Vu les conditions exigeantes pour prendre part aux grands projets, à savoir avoir le référentiel, trois bilans au minimum et une justification de moyens humains et matériels, les jeunes entrepreneurs n’ont d’autre choix que de proposer leurs services dans des petits projets. «Ce portail leur facilitera la tâche pour accéder à ces projets qui leur permettront de gagner en expérience, de construire leurs bilans et leurs références tout en développant leurs ressources au fur et à mesure», assure-t-il. Par ailleurs, souligne-t-il, comme les opérateurs économiques d’envergure ne s’intéressent qu’aux projets de grosse pointure et rentables, ils ne feront pas de l’ombre aux petites entreprises. «C’est une chance pour les micro-entreprises et start-ups. Cependant, certains projets dans les TIC, relatifs à la numérisation ou à la modernisation du réseau, nécessitent parfois une compétence spécifique. Dans ce contexte, il serait judicieux de soutenir les jeunes entrepreneurs par des formations au niveau des différentes écoles régionales du secteur des TIC», propose-t-il.

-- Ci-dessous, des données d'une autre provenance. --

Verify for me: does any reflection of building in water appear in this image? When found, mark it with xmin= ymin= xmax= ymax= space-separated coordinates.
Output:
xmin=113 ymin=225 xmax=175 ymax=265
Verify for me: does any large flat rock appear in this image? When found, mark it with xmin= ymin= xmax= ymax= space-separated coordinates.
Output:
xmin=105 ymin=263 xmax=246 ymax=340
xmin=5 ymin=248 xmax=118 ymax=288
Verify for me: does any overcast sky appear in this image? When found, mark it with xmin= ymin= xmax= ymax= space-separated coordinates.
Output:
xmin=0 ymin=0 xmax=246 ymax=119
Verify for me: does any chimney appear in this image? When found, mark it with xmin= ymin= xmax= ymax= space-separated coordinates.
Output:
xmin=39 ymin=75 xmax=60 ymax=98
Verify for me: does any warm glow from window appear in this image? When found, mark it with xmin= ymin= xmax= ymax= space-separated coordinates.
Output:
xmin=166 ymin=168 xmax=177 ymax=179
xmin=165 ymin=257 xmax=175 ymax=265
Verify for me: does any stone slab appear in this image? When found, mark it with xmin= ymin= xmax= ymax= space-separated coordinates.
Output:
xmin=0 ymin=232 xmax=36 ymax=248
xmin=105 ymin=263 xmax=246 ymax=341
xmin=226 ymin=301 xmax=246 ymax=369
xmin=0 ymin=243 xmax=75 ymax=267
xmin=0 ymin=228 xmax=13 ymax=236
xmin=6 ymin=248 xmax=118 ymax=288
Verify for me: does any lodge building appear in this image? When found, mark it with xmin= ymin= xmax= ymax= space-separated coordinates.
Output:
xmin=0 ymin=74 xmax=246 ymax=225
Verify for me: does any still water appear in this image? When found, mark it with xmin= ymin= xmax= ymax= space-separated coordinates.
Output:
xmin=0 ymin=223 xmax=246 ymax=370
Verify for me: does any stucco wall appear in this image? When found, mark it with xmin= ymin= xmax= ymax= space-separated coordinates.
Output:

Dans ce secteur surtout, affirme-t-il, il y a beaucoup de petits projets qui ne nécessitent pas de gros moyens de la part des entreprises. Il renferme de grosses opportunités pour les jeunes entrepreneurs. «A titre d’exemple, dans ce secteur, les directions de wilaya ont des besoins réguliers en matière d’imprimantes. Ce marché représente en moyenne entre 3 et 4 millions de dinars si l’on compte le certificat de garantie et les supports. Pour une grosse entreprise, ce marché ne vaut pratiquement rien, mais pour une petite entreprise, c’est une entrée considérable», fait-il savoir. De même que dans les raccordements de foyers, dont les projets sont généralement pris en charge par les micro-entreprises. «Dans ce domaine, quand les directions opérationnelles d’Algérie Télécom lancent des appels d’offres, ce sont surtout les micro-entreprises qui proposent leur candidature», constate-t-il.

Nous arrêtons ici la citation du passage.